Professor Clark agreed there is considerable uncertainty about the expected surged in absentee ballots and the counting of them. At the same time, he said he doesn’t necessarily believe absentee balloting gives any one party or candidate an advantage in the state.

“President Trump has tried to call mail-in balloting into question, but the reality is both parties are trying to motivate their supporters to take advantage of voting by mail. Here in Michigan, for instance, despite what the president has said, Republicans on the state and local level are certainly trying to encourage their supporters to vote by mail.”

Senate Race Driving Interest in Undercard

Democrats who cheered when Haley Stevens and Elissa Slotkin flipped the 8th and 11th Congressional Districts to their party in 2018 are closely following their reelection bids.

The consensus among many, but not all political observers is that neither their races, nor those of other congressional candidates in the state will have much influence on the presidential race.

In part, that’s due to those contests being overshadowed by a spirited Senate race in which incumbent Democrat Sen. Gary Peters is being challenged by Republican John James, a West Point graduate who spent eight years as an Army ranger and served in Operation Iraqi Freedom.

After his military service, James, who is African-American, grew his family business from $35 million in revenue to $137 million, creating 100 jobs in the process, according to his campaign biography.

By early summer, both candidates had raised well over $20 million and were spending it on television, radio and digital ads.

In July, Peters enjoyed a substantial 10% lead in the polls, besting James 50%-40%, according to the Detroit News.

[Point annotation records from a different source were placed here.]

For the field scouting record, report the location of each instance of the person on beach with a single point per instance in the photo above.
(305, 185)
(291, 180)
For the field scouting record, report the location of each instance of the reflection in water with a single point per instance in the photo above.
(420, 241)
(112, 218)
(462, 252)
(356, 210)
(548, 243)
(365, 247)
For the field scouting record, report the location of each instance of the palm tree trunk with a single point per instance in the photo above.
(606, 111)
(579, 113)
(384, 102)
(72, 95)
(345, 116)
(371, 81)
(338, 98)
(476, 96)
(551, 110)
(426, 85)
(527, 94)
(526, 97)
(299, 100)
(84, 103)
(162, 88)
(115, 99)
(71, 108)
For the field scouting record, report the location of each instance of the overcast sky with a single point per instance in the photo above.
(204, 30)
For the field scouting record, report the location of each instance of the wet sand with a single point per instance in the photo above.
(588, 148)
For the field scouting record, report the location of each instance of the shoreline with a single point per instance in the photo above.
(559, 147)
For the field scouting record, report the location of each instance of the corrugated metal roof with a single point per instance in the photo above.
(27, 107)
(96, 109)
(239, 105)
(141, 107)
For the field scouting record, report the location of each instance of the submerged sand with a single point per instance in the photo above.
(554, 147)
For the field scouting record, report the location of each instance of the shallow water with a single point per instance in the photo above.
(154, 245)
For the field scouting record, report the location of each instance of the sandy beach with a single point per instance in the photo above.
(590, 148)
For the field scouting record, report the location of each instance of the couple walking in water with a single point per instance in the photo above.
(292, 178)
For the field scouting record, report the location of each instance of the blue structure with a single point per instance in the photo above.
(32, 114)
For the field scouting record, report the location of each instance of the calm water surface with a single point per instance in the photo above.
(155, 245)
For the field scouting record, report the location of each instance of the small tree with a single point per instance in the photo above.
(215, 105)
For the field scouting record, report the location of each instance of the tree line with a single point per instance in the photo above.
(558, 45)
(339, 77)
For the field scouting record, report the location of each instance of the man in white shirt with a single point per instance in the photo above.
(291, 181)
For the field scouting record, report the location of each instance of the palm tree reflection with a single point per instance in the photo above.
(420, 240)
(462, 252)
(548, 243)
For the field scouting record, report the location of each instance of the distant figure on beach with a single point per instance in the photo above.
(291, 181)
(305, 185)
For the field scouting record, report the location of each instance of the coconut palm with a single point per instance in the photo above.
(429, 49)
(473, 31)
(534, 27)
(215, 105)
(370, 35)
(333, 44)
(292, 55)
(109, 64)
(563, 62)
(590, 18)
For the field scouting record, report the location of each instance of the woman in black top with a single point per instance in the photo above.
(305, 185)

However, the race has tightened significantly in recent weeks, with Peters’ lead now down to about 3 percentage points.

A Sept. 8 poll of likely voters conducted by the Gelngariff Group for the Detroit News and WDIV-TV showed Peters leading 44% to 41% over James, with just over 14% remaining undecided.

A poll released Friday by the Detroit Free Press shows Peters leading James 45%-41%, with 5% now saying they support one of the three third-party candidates in the race and 9% undecided.

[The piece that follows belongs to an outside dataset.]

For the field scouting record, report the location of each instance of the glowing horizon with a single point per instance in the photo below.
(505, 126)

The three independent candidates on the Nov. 3 ballot are Valerie Willis, of the US Taxpayers Party, Marcia Squier, of the Green Party, and Doug Dern, of the Natural Law Party.

The poll, which was conducted by EPIC-MRA of Lansing, Mich., has a margin of error of plus or minus 4 percentage points, meaning the race could be a virtual dead heat.

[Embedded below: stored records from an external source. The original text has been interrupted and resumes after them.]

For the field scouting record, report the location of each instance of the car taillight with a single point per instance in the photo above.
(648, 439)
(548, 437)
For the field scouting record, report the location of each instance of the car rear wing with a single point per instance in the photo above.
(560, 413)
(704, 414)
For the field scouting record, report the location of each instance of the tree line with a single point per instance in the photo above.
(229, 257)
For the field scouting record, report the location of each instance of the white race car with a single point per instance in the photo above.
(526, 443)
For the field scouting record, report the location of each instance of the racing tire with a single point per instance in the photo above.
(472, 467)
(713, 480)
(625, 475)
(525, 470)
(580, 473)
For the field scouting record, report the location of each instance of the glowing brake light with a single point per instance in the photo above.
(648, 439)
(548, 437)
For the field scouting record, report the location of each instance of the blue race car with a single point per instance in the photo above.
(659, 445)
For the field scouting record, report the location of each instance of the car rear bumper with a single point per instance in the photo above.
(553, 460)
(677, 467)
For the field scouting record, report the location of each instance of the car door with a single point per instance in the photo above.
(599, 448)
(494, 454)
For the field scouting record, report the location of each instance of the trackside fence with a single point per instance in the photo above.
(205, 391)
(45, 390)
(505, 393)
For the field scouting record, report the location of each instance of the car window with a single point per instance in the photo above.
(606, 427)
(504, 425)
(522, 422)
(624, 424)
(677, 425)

Most political observers agree that the question in the race is whether Black voters inclined to support a Black candidate will vote for James and then remain in the Republican column and vote for Trump, make a diagonal move across the ballot and vote for Biden, or, as happened many times in 2016, simply leave the choice of president blank.

“There are really two decisions that voters make,” Professor Clark said. “One is who they are going to vote for … but the other is whether they are going to vote at all.

“A lot has been said here about Democrats reclaiming support among African-American voters, particularly in the Detroit area. Those folks were not going to vote for Trump, but they didn’t vote for Clinton. So the voter turnout among that population certainly could make a substantial difference this year.”

While Derderian agreed the Senate race could play a role in what happens up and down the ticket in Michigan, he said Reps. Stevens and Slotkin already have played an outsized role in the 2020 contest.

“I think the most important thing they’ve been able to do as Democrats is carry our messaging into areas that would not have been ready to hear it five or 10 years ago,” Derderian said.

“One of the burdens we have, as Democrats, is that we have a responsibility to put our policies in place over strong opposition. We’re always fighting uphill against the conservative media infrastructure that says, ‘Everything Democratic is horrible.’

“Haley and Elissa are incredible communicators and I think because of their records of bipartisanship, they are able to go into communities that aren’t traditionally hospitable to Democrats and really make a passionate case for why the policies they support are important and do it in a way that speaks to people in those communities,” Derderian said, adding “I think that’s priceless.”